Plan includes 185,000 square feet of office, 308 parking spaces, 7,500 square feet of retail
Kirk Pinho/Crain’s Detroit Business
The demolition of the building at 25 W. Elizabeth St. is slated to make way for the $116 million Chemical Bank headquarters in downtown Detroit.
The commission approved the demolition of the 1950 building used most recently as the Elizabeth Street annex of the Grand Park Centre office tower across Grand Circus Park on Dec. 12 . It sits in the Grand Circus Park historic district.

Thomas Shafer, president and CEO of Midland-based Chemical Bank, said demolition is expected to begin in the late spring or early summer. A contractor for the project has not yet been selected.

The application for the demolition for the first time reveals the cost of the 20-story tower planned for Woodward Avenue and West Elizabeth Street across from Comerica Park: $116 million, with a 10 percent construction contingency of $11.6 million, for a total budget of $127.6 million, according to a Nov. 15 letter from Chemical Bank Executive Vice President William Collins.
Sandwiched between the Francis Palms Building to the north and the Fyfe Building to the south on the west side of Woodward, the project is expected to be financed entirely by Chemical Bank (NASDAQ: CHFC), the letter says.

New details about the building’s composition are also revealed.
The first floor is slated for about 7,500 square feet of retail space, while floors two through 11 are expected to have about 308 parking spaces. Floors 12 through 20 would have approximately 185,000 square feet of office space, with a balcony on floor 19 and three floors slated for other tenants taking up to 63,000 square feet of the total office space, according to an HDC briefing document.

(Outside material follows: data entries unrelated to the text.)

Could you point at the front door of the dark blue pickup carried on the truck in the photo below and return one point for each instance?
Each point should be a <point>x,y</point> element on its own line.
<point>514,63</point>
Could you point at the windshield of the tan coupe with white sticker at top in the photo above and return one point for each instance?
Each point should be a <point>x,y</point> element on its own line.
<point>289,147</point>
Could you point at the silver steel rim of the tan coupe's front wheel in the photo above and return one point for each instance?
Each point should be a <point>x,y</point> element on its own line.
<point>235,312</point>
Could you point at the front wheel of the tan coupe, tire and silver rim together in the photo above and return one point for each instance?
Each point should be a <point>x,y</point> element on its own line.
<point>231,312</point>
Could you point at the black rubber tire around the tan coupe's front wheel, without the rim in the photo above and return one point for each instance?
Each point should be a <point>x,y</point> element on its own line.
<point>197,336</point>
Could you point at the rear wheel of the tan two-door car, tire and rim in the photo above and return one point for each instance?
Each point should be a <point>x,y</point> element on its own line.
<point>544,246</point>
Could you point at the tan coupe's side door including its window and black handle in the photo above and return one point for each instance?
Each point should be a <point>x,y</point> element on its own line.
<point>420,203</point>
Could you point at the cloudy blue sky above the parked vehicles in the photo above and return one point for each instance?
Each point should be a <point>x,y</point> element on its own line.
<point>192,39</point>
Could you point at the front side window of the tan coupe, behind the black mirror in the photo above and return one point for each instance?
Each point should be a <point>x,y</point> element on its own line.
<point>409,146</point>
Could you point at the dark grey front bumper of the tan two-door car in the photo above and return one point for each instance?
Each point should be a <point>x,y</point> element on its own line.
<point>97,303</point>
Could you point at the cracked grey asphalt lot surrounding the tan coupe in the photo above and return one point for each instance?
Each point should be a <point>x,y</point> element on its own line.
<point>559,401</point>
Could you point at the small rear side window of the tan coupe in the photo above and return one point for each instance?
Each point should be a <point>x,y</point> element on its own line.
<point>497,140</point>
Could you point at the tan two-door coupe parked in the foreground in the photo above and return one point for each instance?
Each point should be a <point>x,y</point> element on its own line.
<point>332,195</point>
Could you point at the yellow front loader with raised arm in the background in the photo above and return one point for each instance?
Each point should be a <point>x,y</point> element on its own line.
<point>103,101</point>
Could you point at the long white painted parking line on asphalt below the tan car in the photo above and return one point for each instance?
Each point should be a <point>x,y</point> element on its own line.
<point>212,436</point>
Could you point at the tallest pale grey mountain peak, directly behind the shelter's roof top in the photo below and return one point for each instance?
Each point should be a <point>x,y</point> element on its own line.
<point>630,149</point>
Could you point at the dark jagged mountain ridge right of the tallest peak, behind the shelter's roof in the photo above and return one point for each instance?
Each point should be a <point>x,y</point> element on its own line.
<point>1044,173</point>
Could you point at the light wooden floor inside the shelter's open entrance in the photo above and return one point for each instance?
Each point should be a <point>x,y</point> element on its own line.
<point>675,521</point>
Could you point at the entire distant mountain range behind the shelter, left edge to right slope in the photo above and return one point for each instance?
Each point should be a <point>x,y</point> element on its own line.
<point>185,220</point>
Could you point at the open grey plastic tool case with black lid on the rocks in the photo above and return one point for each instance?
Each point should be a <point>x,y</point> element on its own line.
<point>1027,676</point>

Shafer said in a Monday email that the company is “continuing to make progress on our plans for our new headquarters facility on Woodward.” He noted that he will update the bank’s board of directors next month on the project.
The to-be-demolished building is 10 stories, with six floors of office space, the vast majority of which is vacant. The first four floors are parking.
The plan calls for completion of the 20-story, 420,000-square-foot buildig within the next two years, with construction beginning by the second quarter next year. The construction amounts to $276.19 per square foot at $116 million, and $303.81 per square foot at $127.6 million.
Chemical Bank’s move to Detroit is intended to help the bank, which absorbed Troy-based Talmer Bancorp Inc. in 2016, grow in metro Detroit and add to its strength in outstate Michigan. Detroit has not had a major bank headquarters since Comerica Inc. moved its home base to Dallas more than a decade ago.

Chemical Bank reported third-quarter revenue of $70.4 million, up from $69 million in the second quarter and $40.5 million in the third quarter of 2017. The bank, the seventh-largest in the state overall with $11.8 billion in deposits in the region as of June 2017, says it has $20.3 billion in total assets. That’s up from $18.8 billion a year ago and $19.8 billion at the end of the first quarter. It has 3,300 employees and 1 million customers.
Detroit-based Neumann/Smith Architecture is designing the project.